En el año que México entró a la Segunda Guerra Mundial, Estados Unidos reelegía a Roosevelt, Ana Frank era descubierta en su escondite, fracasaba el atentado de Claus von Stauffenberg contra Hitler, y desembarcaba en Normandía el ejército norteamericano para acabar con el nazismo.

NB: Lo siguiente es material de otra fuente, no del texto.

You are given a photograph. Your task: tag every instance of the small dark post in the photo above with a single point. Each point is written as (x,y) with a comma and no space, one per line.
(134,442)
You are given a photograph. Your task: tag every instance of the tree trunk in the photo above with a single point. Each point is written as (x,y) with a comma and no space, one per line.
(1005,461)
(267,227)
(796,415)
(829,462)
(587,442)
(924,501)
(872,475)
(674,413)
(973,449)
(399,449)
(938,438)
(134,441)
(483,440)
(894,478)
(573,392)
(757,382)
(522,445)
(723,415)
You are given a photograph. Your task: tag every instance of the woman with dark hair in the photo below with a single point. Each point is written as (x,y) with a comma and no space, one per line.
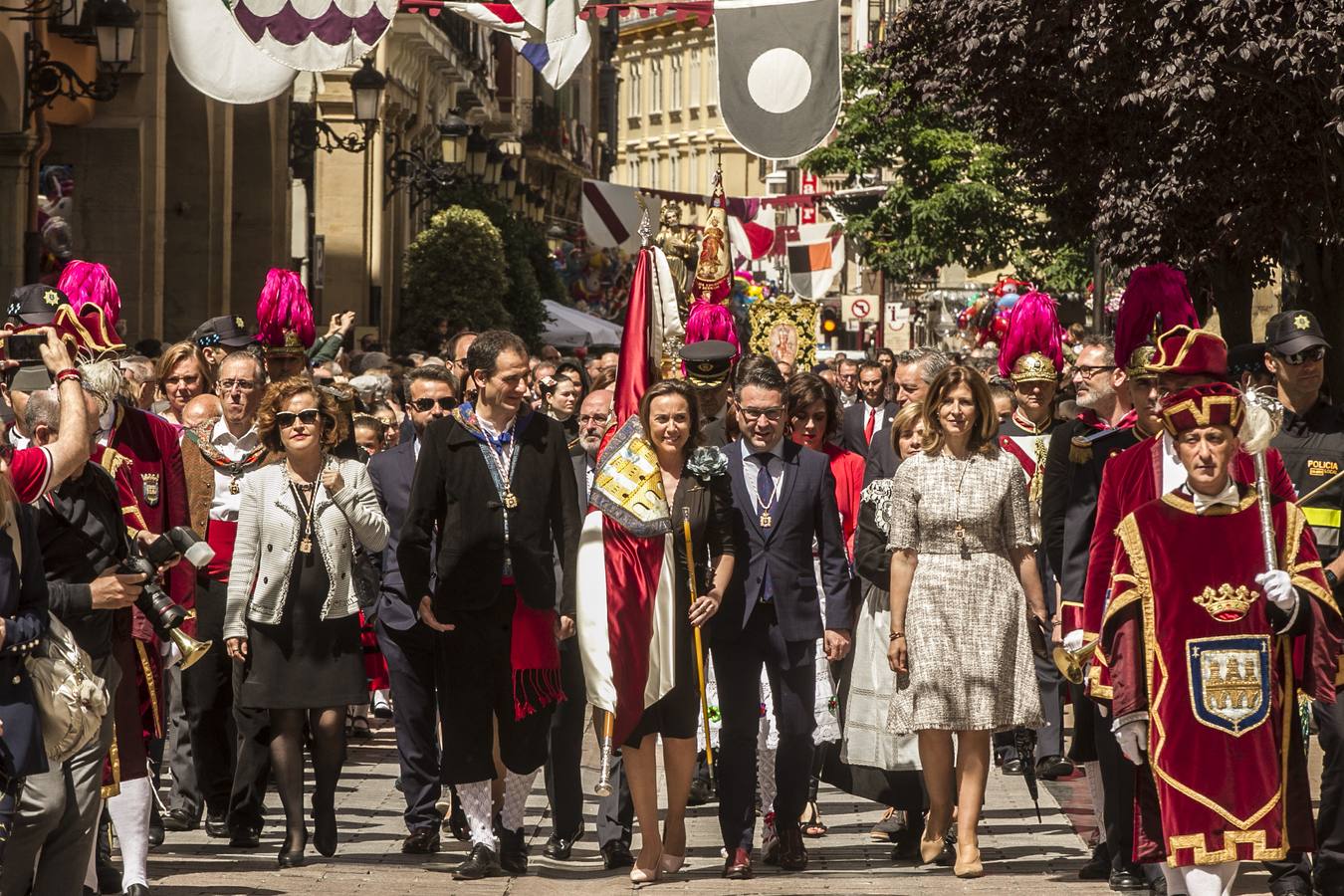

Ese mismo año, 1944, fecha clara para poner en alto las banderas nacionalistas en todo el mundo, el michoacano Felipe Tena Ramírez inventa en nuestro país el término jurídico-constitucional “poder constituyente permanente”, que es el atributo que tiene el pueblo cuando “usa” su soberanía para darse una Constitución.
En aquel tiempo, Tena Ramírez inflamado de ese nacionalismo de la época, distinguió “poder constituyente permanente” de “poderes constituidos”. ¿Hoy, podríamos decir lo mismo después de ochenta años de escrito ese “Derecho Constitucional Mexicano”? ¿Cómo hablar de un poder constituyente nacionalistamente mexicano, cuando el artículo 133 establece que la Constitución, las leyes y los tratados (con el extranjero), serán la “Ley Suprema de toda la Unión”? ¿Todo es poder permanente soberano? El oficialismo atasca sus discursos gritando “soberanía” y se creen sus irremplazables custodios.
Si hablamos de petróleo, ellos son vigilantes de la “soberanía” y guardianes de cada gota. Si el tema es electricidad, invocan la nacionalización, aunque endeudaron al país para pagarle a la española Iberdrola sus plantas de luz. El almacenamiento de gas en Tuxpan, Veracruz, son mexicanos, aunque se utilice la Guardia Nacional para ocuparlos. En el maíz ni se diga, las tortillas mexicanas (aunque estén privatizadas) alimentan nuestro “músculo soberano”.